Stöbe: Für uns ist der Jemen mittlerweile das drittwichtigste Krisengebiet. Viele unserer Ärztinnen, Pfleger, Koordinatorinnen und Logistiker arbeiten dort. Zudem bringen wir kontinuierlich Tonnen von Medikamenten und medizinischem Material in den Jemen. „Ärzte ohne Grenzen“ betreibt etwa ein Dutzend eigener Kliniken und unterstützt weitere Gesundheitseinrichtungen. Es geht um die Versorgung von Menschen mit Kriegsverletzungen, nach Verkehrsunfällen, Schwangerschaftskomplikationen. Aber auch eigentlich ausgerottete Krankheiten wie Polio und Diphterie kehren zurück, weil Kinder nicht mehr geimpft werden können. Im Mai eröffneten wir die einzige Covid-Klinik im südlichen Jemen und konnten dort über 350 schwerkranke Patienten behandeln.
Camäléon: Wie kann man Ärzte ohne Grenzen und somit die Menschen im Jemen unterstützen?
„Wichtig finde ich es, das Land und seine Menschen nicht zu vergessen.“
Stöbe: Wichtig finde ich, das Land und seine Menschen nicht zu vergessen und somit ist dieser Beitrag in Eurer Schülerzeitung eine wichtige Geste. Ansonsten suchen wir immer medizinische und nicht-medizinische Helfer, aber auch Spenden sind willkommen.
Spendenaufruf: siehe unten!
Camäléon: Warum wird Ihrer Meinung nach so wenig über die schreckliche Situation im Jemen berichtet?
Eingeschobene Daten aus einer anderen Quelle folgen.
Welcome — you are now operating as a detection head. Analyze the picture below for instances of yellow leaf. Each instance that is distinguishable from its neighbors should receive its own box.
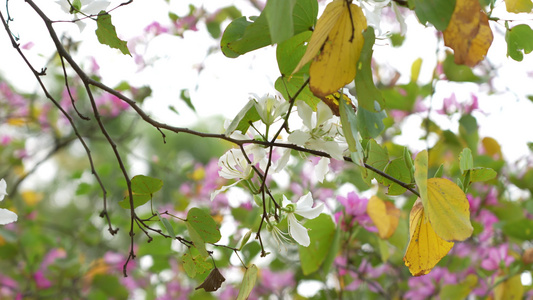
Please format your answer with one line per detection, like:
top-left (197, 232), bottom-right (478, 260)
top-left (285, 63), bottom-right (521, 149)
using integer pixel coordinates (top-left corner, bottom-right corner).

Stöbe: Das Land ist isoliert und abgeriegelt: von zwei Seiten vom Meer umschlossen, im Osten eine große Wüste zum Nachbarland Oman und der neue Erzfeind Saudi-Arabien hat die nördliche Grenze geschlossen. Jemeniten werden an der Flucht gehindert, Journalisten nichts ins Land gelassen. Daher freue ich mich über Euer Interesse, von diesem Konflikt zu berichten. Als humanitärer Helfer darf ich einreisen und war bereits 2017 im Jemen. Somit gehöre ich zu den wenigen Deutschen, die das Land aktuell besuchen können.
Camäléon: Sie haben doch sicher schreckliche Bilder im Kopf. Wie können Sie diese verarbeiten?
Stöbe: Gut erinnere ich mich an die Geschichte von Aya, einem vierjähriges Mädchen, das im Sommer von einem Auto überfahren wurde. Sie litt an schweren abdominellen Blutungen und Rippenbrüchen und eigentlich hätte sie diesen Unfall nicht überleben können. Aber Aya hatte Glück im Unglück: Sie überlebte und die wichtigen Bauchorgane wie Darm, Leber und Milz blieben intakt. Nach der mehrstündigen Operation mussten wir sie noch einige Tage auf der Intensivstation behandeln, aber ihre Prognose ist gut.
Camäléon: Im Jemen herrscht Bürgerkrieg. Hatten Sie keine Angst, angegriffen zu werden?
Stöbe: Die Gefahr besteht immer, gerade in Kriegsgebieten. Besonders grausam ist es, wenn Krankenhäuser bombardiert werden. Das kommt im Jemen immer wieder vor. Bei meiner ersten Projektmitarbeit vor drei Jahren kam es zu einer Schießerei im Krankenhaus. Da hatten wir alle große Angst. Als das vorüber war und klar wurde, dass dies kein Angriff auf das Krankenhaus oder die Organisation war, konnten wir weiterarbeiten. Aber solche Zwischenfälle sind selten. Die positiven Erfahrungen überwiegen deutlich. Auch deshalb werde ich nicht müde. Vielleicht klappt es schon bald mit einem nächsten Einsatz. Wohin der gehen wird? Das weiß ich nicht. Manchmal entscheidet sich das erst wenige Stunden vor Abflug.